その時のお母様とお兄様とのやり取りを思い出す。
『こんなことになって。本当にごめなさい、お母様……』
自分の不甲斐なさが申し訳なくて謝ると、お母様は私を温かい腕で抱きしめてくれた。
『フレデリック様には困ったものね。浮気をしたうえに婚約破棄だなんて』
『……はい』
私が学園に入学した時から、フレデリック様はいつもアンヌ様と一緒だった。すぐに浮気されていることに気付いたけど。
フレデリック様に裏切られているとわかっていても……
領地を運営するのに忙しいお母様とリュシアンお兄様に心配をかけたくなくて、私はそのことを黙っていた。
『でも母上。あんなどうしようもない浮気男と、レオニーは今のうちに別れられて幸運だと思いますよ』
『まぁ……それもそうね』
『だからレオニーも、そんなに落ち込むなよ。あんな浮気男のことなんて早く忘れるんだぞ?』
年を重ねるごとに亡くなったお父様に似てくるお兄様は、私の肩に手をのせてニコリと笑う。大したことでは無いと言いたげに。

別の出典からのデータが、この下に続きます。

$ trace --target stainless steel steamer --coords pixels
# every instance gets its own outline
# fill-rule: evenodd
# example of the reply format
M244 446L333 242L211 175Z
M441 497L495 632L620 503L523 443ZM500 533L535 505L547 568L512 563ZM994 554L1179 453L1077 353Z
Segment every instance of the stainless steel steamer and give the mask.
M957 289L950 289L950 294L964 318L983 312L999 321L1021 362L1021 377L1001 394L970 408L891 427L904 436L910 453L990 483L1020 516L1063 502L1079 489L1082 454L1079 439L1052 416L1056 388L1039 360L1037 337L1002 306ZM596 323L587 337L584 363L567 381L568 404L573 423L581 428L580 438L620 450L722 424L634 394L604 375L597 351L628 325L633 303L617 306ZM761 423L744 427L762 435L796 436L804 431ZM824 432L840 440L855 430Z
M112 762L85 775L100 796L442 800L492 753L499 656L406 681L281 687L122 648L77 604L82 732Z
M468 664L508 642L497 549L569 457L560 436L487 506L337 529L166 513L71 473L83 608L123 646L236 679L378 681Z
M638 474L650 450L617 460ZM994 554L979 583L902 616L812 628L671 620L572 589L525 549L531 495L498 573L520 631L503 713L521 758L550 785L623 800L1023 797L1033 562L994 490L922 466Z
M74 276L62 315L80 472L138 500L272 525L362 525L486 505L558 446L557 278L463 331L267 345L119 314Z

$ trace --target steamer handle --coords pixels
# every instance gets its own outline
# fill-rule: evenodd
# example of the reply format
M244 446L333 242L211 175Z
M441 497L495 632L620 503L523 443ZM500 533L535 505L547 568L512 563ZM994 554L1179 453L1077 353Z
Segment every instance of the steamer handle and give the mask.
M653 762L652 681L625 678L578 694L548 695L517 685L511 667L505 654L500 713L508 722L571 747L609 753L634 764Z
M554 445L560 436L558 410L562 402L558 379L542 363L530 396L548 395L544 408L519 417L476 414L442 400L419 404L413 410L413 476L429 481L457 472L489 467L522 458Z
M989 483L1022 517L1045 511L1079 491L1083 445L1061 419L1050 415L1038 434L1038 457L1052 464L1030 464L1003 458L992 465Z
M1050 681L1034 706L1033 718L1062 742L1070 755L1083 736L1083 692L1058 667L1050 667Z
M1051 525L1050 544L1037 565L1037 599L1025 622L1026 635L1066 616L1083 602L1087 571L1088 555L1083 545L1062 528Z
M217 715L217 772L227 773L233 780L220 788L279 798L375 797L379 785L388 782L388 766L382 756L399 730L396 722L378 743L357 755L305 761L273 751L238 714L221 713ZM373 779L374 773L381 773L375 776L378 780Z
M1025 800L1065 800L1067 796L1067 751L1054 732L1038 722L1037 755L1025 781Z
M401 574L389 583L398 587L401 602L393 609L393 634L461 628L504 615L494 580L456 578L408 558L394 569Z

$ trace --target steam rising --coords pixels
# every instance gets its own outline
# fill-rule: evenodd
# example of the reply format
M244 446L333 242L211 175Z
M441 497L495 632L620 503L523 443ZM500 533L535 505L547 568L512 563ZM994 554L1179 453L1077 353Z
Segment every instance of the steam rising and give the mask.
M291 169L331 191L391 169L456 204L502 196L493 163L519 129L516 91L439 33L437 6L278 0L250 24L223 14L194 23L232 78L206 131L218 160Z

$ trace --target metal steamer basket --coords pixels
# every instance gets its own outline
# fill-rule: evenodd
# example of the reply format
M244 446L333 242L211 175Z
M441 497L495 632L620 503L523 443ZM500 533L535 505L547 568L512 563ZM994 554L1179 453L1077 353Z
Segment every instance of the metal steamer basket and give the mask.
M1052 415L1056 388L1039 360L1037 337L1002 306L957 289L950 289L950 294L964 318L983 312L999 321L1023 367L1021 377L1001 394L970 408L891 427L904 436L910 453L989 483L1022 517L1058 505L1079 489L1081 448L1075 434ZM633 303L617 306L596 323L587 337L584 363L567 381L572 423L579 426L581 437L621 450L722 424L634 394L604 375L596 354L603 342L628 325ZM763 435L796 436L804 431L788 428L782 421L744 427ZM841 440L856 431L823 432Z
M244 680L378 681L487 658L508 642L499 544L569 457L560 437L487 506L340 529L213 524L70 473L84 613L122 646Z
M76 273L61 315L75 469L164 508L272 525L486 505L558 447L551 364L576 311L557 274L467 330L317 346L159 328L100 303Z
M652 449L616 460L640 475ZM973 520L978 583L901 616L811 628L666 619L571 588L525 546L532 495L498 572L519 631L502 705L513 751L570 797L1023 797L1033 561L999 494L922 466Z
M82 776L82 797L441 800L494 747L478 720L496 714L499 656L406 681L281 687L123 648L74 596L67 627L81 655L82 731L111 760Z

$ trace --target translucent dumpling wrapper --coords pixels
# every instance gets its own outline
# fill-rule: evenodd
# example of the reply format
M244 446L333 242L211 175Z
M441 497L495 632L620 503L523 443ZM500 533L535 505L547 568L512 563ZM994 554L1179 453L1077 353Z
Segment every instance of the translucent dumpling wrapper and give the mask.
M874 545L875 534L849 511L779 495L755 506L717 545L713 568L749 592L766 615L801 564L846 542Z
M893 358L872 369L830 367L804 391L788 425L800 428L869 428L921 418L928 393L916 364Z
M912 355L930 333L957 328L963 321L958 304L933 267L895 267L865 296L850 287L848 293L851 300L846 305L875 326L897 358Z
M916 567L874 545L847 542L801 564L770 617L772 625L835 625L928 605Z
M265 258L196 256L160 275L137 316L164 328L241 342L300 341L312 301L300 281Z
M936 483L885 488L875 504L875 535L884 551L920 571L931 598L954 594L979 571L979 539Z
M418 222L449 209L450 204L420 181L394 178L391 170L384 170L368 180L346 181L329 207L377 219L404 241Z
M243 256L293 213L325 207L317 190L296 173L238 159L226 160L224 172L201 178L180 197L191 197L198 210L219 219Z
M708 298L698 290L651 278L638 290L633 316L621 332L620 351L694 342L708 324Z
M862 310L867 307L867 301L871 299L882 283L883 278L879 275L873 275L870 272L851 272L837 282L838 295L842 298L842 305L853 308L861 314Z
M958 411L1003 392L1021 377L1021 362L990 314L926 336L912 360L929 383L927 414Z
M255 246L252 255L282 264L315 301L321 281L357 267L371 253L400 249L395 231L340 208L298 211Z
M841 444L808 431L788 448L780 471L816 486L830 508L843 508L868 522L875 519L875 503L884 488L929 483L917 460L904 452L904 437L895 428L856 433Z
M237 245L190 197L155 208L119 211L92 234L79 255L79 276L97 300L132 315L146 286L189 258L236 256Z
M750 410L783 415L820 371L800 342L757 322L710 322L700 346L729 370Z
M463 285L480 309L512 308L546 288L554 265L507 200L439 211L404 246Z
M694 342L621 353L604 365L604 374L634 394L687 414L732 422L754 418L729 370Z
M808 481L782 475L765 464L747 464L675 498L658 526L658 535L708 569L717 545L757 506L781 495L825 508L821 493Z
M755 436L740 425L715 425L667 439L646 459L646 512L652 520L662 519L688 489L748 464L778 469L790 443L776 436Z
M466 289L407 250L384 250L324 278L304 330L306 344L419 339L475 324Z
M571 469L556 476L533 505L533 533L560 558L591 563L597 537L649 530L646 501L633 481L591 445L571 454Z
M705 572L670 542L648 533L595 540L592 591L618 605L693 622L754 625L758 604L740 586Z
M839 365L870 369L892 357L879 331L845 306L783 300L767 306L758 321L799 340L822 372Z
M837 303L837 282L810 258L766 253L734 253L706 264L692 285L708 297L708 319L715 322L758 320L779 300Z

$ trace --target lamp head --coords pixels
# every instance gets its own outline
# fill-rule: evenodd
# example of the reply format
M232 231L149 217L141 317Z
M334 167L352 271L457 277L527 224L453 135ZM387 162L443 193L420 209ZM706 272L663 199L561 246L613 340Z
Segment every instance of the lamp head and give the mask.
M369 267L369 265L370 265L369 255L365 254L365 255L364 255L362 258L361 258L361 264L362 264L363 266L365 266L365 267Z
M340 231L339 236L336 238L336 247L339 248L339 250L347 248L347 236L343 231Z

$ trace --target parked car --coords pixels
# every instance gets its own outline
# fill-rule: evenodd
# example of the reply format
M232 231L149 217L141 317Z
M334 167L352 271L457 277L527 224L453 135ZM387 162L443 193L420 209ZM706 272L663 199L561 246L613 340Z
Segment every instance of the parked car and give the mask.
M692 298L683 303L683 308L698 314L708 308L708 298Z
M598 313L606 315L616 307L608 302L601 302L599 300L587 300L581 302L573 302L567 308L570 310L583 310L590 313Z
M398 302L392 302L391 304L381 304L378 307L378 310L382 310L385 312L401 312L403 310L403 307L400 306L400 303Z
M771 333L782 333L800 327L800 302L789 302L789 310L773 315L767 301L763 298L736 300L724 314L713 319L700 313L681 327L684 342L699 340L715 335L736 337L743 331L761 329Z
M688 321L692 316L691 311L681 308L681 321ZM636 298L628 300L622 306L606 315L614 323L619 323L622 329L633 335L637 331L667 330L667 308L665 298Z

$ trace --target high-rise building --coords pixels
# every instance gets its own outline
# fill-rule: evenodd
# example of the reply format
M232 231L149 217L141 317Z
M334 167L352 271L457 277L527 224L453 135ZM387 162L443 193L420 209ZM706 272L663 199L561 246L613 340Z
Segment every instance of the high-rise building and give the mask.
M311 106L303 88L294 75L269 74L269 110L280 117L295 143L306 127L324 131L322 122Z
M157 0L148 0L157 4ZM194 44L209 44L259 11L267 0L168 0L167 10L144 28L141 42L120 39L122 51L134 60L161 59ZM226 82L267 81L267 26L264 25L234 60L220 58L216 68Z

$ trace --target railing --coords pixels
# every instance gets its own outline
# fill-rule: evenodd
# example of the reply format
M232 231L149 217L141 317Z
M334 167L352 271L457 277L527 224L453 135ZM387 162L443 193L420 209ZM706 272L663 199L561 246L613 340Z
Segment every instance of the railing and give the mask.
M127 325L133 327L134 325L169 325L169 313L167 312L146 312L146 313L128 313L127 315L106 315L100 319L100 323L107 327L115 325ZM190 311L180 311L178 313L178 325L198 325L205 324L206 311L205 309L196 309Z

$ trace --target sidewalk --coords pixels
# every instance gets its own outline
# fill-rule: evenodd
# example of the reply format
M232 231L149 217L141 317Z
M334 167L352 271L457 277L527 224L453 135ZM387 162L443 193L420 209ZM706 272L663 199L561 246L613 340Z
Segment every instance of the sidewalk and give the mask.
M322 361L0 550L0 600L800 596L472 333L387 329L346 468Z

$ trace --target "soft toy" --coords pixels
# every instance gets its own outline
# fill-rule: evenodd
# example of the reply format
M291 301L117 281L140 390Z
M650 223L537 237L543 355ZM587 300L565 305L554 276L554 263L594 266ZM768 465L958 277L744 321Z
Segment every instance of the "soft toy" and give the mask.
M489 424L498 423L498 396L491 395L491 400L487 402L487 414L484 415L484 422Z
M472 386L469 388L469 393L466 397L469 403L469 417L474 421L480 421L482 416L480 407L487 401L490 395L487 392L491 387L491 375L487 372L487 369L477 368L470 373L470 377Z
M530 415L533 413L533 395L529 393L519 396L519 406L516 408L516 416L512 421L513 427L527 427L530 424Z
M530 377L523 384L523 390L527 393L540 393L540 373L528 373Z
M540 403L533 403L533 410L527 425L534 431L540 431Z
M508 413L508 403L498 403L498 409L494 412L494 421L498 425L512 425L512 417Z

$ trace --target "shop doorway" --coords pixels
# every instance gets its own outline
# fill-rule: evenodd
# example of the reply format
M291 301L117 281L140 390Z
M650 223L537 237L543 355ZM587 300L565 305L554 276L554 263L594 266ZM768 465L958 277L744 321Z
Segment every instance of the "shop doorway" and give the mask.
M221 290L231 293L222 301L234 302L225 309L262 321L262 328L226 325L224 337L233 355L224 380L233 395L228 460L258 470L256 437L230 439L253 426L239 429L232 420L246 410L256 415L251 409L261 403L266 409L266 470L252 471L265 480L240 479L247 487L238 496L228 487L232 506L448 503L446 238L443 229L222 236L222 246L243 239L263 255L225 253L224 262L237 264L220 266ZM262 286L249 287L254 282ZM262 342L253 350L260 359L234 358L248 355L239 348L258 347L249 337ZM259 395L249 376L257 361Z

私はお兄様の笑顔につられてほほ笑み、ハァ──……とため息をつく。
『はい、お兄様……』
『そうよ、レオニー。もっと良い結婚相手を私たちが見つけてあげるから』
『そろそろレオニーにも、社交デビューの準備をさせないとな』
『はい』
(たぶん……社交デビューしても、条件が悪すぎる私の結婚相手は見つからないと思う)
フレデリック様が言ったように私の容姿は良くない。それに家は借金まみれで持参金も期待できない。
私の良いところは若くて健康なことぐらいで、他には何のうま味もない。
学園の成績は良いほうだけど。淑女に学業の成績はあまり求められていないのが、現在の結婚市場の傾向らしいから。
むしろ成績が良過ぎるとその知性のせいで傲慢になり、夫に対して反抗的な態度をとるのではないかと敬遠される。
良い淑女の条件には適度に学業の手を抜くことも重要だと、お母様に聞いたことがある。
だから離婚歴があったり子持ちで私よりもずっと年上の男性でも、私を選ぶ人はいないだろう。
今の私は窮地に立たされている。
(このままではキンレット男爵家に生まれた者として、何の利益も生まない私は領地民たちに貴族の義務も果たせないわ)
──でも、何の希望もないわけではない。まだ道はある。
「……」
(私に残された道は家庭教師の職に就くか、どこかの老婦人の付き添い役になることぐらいだけど)
職業婦人への道なら学業成績の優秀さが私を魅力的に見せ、雇い主たちの心をひきつけられる。結婚市場とは真逆の評価が求められるのだ。
それに私の容姿が悪ければ夫を盗まれる心配が無いと、その家の奥様に好まれるはず。
(やっぱり私の未来は……職業婦人の道へ進むのが相応しいわ。その方が自然な成り行きだと思う)
だからこれからは社交デビューよりも学業を優先したほうが、きっと今後のためになるはずだ。